Hmm.
The profiler is enabled when you see this?
Something is way off with the last of the threads showing in your thread dump:
"regionserver60020.cacheFlusher":
at java.util.ResourceBundle.endLoading(ResourceBundle.java:1506)
- waiting to lock <0x00007fe7cbacbd48> (a
org.apache.hadoop.hbase.regionserver.MemStoreFlusher)
at java.util.ResourceBundle.findBundle(ResourceBundle.java:1379)
at java.util.ResourceBundle.findBundle(ResourceBundle.java:1292)
at
java.util.ResourceBundle.getBundleImpl(ResourceBundle.java:1234)
at java.util.ResourceBundle.getBundle(ResourceBundle.java:832)
....
How is it that we are trying to get into a synchronized hbase method,
MemStoreFlusher, in the depths of an i18n call; we're trying to append
a locale-appropriate date to a String.
Something is way off?
St.Ack
2011/4/28 Zhoushuaifeng <[email protected]>:
> I rechecked this, and maybe it's not so bad.
> I read the notes of the lock, like this:
> Acquires the lock if it is not held by another thread and returns
> immediately, setting the lock hold count to one.
>
> If the current thread already holds the lock then the hold count is
> incremented by one and the method returns immediately.
>
> If the lock is held by another thread then the current thread becomes
> disabled for thread scheduling purposes and lies dormant until the lock has
> been acquired, at which time the lock hold count is set to one.
>
> Specified by: lock() in Lock
>
> Put op calling lock() like this:
> this.cacheFlusher.reclaimMemStoreMemory();
> So, it's still locked by cacheflusher. If so, it's locked by the same thread
> (cacheFlusher), and can be locked at the same time with flushRegion.

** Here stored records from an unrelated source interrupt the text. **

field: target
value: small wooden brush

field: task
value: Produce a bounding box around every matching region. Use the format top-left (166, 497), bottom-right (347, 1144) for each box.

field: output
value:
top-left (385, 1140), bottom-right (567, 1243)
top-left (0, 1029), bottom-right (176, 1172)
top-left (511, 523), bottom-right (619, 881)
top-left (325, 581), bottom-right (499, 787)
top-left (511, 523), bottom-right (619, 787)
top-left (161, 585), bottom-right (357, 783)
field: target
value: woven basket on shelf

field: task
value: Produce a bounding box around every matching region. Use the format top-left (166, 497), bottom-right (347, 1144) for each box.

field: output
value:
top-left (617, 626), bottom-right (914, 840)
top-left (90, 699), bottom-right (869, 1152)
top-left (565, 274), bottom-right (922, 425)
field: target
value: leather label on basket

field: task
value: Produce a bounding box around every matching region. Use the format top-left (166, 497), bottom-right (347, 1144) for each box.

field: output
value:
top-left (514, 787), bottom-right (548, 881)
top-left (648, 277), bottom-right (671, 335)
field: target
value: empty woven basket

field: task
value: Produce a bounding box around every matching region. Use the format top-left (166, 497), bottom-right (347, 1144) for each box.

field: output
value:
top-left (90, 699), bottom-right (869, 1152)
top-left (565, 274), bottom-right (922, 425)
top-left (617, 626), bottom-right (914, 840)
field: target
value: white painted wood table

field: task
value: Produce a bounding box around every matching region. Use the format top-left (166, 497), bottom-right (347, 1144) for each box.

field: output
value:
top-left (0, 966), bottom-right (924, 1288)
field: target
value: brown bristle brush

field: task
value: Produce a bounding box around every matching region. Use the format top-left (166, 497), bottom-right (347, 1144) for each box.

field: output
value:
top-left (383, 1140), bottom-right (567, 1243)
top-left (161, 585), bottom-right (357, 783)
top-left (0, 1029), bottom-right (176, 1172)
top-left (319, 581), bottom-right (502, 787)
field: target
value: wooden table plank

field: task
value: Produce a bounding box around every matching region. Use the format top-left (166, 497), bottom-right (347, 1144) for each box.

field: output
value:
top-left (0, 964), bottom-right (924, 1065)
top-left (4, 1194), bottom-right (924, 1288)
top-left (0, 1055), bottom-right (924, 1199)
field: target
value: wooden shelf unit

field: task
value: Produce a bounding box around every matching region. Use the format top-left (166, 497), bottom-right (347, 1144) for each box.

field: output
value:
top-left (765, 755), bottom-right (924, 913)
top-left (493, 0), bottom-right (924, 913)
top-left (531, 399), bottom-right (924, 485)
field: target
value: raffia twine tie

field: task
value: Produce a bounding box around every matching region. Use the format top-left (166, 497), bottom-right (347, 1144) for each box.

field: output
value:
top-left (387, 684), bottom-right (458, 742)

> I'm not so familiar with ReentrantLock, please check if I'm write. If not,
> this is a critical priority issue.
>
>
> Zhou Shuaifeng(Frank)
>
>
> -----邮件原件-----
> 发件人: [email protected] [mailto:[email protected]] 代表 Stack
> 发送时间: 2011年4月29日 11:48
> 收件人: [email protected]
> 抄送: Yanlijun; Chenjian
> 主题: Re: found one deadlock on hbase?
>
> Yes. The below looks viable (though strange we have not seen it up to
> this). The profiler may have slowed things to bring on the deadlock
> -- or the run up to the high water mark -- but its still a deadlock.
> Please file a critical priority issue.
>
> If you have a patch, that'd be excellent.
>
> Thanks for digging in on this,
> St.Ack
>
>
> 2011/4/28 Zhoushuaifeng <[email protected]>:
>> Thanks, I will do more test.
>> Maybe the deadlock hapened like this? Please point it out if it's wrong.
>>
>> 1,One handler is handling put op, and reclaimMemStoreMemory, but the memory
>> is isAboveHighWaterMark, so this handler locked the memstoreflusher until
>> global mem is lower:
>>
>> public synchronized void reclaimMemStoreMemory() {
>> if (isAboveHighWaterMark()) {
>> lock.lock();
>> try {
>> while (isAboveHighWaterMark() && !server.isStopped()) {
>> wakeupFlushThread();
>> try {
>> // we should be able to wait forever, but we've seen a bug where
>> // we miss a notify, so put a 5 second bound on it at least.
>> flushOccurred.await(5, TimeUnit.SECONDS);
>> } catch (InterruptedException ie) {
>> Thread.currentThread().interrupt();
>> }
>> }
>> } finally {
>> lock.unlock();
>>
>> 2, flushforGlobalPressure is trigered, but to flush the memstore, it needed
>> to lock the memstoreflusher:
>>
>> private boolean flushRegion(final HRegion region, final boolean
>> emergencyFlush) {
>> synchronized (this.regionsInQueue) {
>> FlushRegionEntry fqe = this.regionsInQueue.remove(region);
>> if (fqe != null && emergencyFlush) {
>> // Need to remove from region from delay queue. When NOT an
>> // emergencyFlush, then item was removed via a flushQueue.poll.
>> flushQueue.remove(fqe);
>> }
>> lock.lock();
>> }
>>
>> 3, because lock is locked by the ipchandler of put op, the flushRegion will
>> never get the lock and flush will never happen.
>> 4, no flush, memory stay in AboveHighWaterMark state, and never unlock, so,
>> deadlock happend.
>>
>> Is it right?
>>
>> Zhou Shuaifeng(Frank)
>>
>